Was die Petition selbst anbetrifft, so füge ich meinen Ausführungen lediglich hinzu, dass wir uns dem Votum des Kollegen Böhlke anschließen. Vielen Dank.

(Zustimmung bei der FDP und bei der CDU - Elke Müller [SPD]: Alles andere hätte uns auch überrascht!)

Zur gleichen Eingabe spricht von der Fraktion Bündnis 90/Die Grünen Frau Kollegin Polat. Sie haben noch knapp eine Minute Redezeit.

(Bernd Althusmann [CDU]: Auch in einer Minute kann man Feuer sprü- hen!)

Auch ich möchte mich bei dieser Petition für die Familie einsetzen und schließe mich insoweit den Ausführungen von Frau Heiligenstadt an: Wir brauchen eine Altfallregelung. Diese Familie lebt seit über zwölf Jahren hier. Herr Rickert, Sie wissen genau, dass sich alle Familien hier in einem Status befinden, der es nicht einfach macht, einen Arbeitsplatz zu finden. Diese Familie hat aber gezeigt, dass sie voll integriert ist. Die beiden Kinder sind hier im Kindergarten. Der Mann geht seit Jahren einer Beschäftigung nach. Die Unterstützergruppe zeigt deutlich, dass die rechtlichen Regelungen hier im Lande nicht genügen.

(Beifall bei den GRÜNEN und bei der SPD)

Danke schön. - Weitere Wortmeldungen zu den Eingaben liegen mir nicht vor. Ich schließe damit die Beratung.

Wir kommen zur Abstimmung über die Eingaben. Ich rufe die Eingaben einzeln auf und lasse zunächst über den Änderungsantrag und, falls dieser abgelehnt wird, anschließend über die Ausschussempfehlung abstimmen.

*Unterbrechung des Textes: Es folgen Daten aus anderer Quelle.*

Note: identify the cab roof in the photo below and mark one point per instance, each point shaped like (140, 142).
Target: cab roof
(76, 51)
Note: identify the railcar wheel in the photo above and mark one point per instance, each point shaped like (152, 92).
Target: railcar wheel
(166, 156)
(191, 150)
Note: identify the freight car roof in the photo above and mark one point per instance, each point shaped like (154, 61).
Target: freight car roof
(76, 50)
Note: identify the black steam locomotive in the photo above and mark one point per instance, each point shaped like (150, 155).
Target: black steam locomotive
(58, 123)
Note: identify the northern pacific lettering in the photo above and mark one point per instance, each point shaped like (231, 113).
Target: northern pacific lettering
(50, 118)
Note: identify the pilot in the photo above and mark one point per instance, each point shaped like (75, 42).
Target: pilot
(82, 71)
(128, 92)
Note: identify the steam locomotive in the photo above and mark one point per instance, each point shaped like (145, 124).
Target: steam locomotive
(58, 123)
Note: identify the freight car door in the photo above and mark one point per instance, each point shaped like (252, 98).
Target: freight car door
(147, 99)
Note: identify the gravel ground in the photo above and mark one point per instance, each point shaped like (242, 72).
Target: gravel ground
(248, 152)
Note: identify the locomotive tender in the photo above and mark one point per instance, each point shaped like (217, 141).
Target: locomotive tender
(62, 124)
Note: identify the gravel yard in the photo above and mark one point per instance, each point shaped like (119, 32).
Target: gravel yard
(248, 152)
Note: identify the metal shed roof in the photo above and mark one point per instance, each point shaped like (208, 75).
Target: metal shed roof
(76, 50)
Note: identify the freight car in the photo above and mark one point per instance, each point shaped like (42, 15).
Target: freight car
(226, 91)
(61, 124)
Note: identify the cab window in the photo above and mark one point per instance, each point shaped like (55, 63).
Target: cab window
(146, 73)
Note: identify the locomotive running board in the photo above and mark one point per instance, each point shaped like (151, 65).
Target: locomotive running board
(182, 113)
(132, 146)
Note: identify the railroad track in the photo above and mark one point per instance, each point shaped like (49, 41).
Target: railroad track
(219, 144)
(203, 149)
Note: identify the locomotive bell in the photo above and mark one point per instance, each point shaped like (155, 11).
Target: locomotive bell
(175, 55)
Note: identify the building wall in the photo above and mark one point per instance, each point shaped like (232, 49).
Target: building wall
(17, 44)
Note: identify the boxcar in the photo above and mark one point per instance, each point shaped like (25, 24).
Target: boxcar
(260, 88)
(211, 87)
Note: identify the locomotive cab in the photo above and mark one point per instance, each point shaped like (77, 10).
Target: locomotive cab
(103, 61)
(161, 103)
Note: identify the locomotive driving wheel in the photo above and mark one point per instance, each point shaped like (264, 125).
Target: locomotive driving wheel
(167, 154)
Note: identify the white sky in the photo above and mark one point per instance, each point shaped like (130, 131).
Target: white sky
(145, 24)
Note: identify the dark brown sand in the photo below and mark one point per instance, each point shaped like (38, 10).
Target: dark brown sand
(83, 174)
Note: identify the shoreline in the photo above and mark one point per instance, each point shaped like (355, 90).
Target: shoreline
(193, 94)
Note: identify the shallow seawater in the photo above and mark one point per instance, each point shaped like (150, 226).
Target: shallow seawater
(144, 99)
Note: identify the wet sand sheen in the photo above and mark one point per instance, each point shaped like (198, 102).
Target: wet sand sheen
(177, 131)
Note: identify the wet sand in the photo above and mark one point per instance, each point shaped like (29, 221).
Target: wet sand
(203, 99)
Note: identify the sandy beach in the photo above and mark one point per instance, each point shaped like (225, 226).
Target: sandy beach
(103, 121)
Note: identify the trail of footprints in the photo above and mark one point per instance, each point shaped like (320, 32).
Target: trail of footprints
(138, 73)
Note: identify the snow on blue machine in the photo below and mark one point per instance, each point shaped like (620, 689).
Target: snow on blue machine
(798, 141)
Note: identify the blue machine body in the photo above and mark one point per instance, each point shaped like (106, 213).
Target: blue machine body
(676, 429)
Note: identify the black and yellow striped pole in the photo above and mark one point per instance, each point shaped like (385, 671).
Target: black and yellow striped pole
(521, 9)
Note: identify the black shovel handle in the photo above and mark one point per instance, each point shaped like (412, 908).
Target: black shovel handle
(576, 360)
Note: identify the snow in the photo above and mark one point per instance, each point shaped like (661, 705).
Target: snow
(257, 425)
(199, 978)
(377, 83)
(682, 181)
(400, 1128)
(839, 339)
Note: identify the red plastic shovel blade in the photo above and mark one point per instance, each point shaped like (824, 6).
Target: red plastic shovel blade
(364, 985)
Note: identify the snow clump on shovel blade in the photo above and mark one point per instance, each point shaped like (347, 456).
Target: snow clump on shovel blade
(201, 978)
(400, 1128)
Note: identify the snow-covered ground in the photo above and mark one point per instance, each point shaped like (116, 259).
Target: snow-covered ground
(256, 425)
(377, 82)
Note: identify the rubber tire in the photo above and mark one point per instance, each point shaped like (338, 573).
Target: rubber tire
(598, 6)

Für die Eingaben 1503 (01 - 03) betreffend Aufenthaltsgenehmigung für eine Familie aus dem Kosovo liegen gleich lautende Änderungsanträge der Fraktion Bündnis 90/Die Grünen und der Fraktion der SPD mit dem Ziel vor, „Berücksichtigung“ zu beschließen. Wer den Änderungsanträgen der

Fraktion Bündnis 90/Die Grünen und der Fraktion der SPD, die Eingaben der Landesregierung zur Berücksichtigung zu überweisen, zustimmen will, den bitte ich um das Handzeichen. - Gegenstimmen? - Stimmenthaltungen? - Letzteres sehe ich nicht. Dann sind die Anträge von der Fraktion Bündnis 90/Die Grünen und von der Fraktion der SPD abgelehnt worden.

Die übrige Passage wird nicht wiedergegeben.